Results 1 to 2 of 2
Thread: Internals of doc (2003 SP3)
2008-03-31, 10:36 #1
- Join Date
- Oct 2007
- Copenhagen, Denmark
- Thanked 0 Times in 0 Posts
Internals of doc (2003 SP3)
To avoid the overhead of developing/testing and running a heavy and time consuming com/automation solution for document-parsing (a big number of documents) I was wondering if it was possible to parse a doc-file directly? Is it in any way possible to intercept and sort-of decrypt the internals of a doc *without* brining up Word in the game?
Can I find a list of tags for such a parsing anywhere? Say the job is to understand where tables begin and end in a doc (without Word) I expect I have to translate what I find from a binary search into resonable human meaning like if it was in html: <table>... </table>.
Another way is to translate the doc (again without Word in between) into another std. open -format like xml, html or rtf and then parse the output.

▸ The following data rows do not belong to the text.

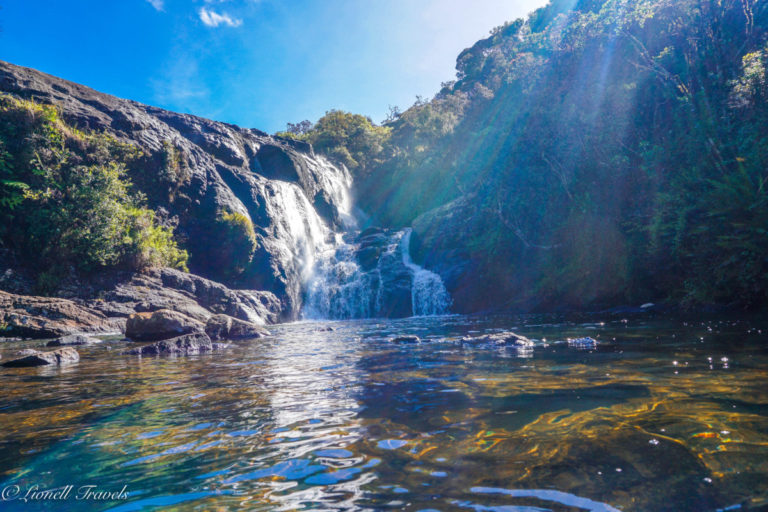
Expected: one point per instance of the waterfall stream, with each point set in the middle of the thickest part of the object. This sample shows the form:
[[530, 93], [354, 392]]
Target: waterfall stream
[[428, 294], [342, 287]]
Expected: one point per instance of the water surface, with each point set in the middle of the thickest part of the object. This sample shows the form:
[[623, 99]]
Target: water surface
[[658, 415]]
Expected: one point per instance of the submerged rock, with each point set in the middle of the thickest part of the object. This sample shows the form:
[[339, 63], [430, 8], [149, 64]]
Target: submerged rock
[[406, 339], [501, 338], [223, 327], [583, 343], [73, 340], [160, 325], [66, 355], [189, 344]]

This asks for a doc2html-thingy I suppose and that I don't have either.
Any pointers to _any_ idéas or sources performing such a delicate office-task would be most appreciated.
Michael Mogensen, denmark.
2008-03-31, 10:58 #2
- Join Date
- Mar 2002
- Thanked 30 Times in 30 Posts
Re: Internals of doc (2003 SP3)
The specification of the .doc file format is available at Microsoft Office Binary (doc, xls, ppt) File Formats but it is not easy stuff! Opening a document in Word and processing it is much easier.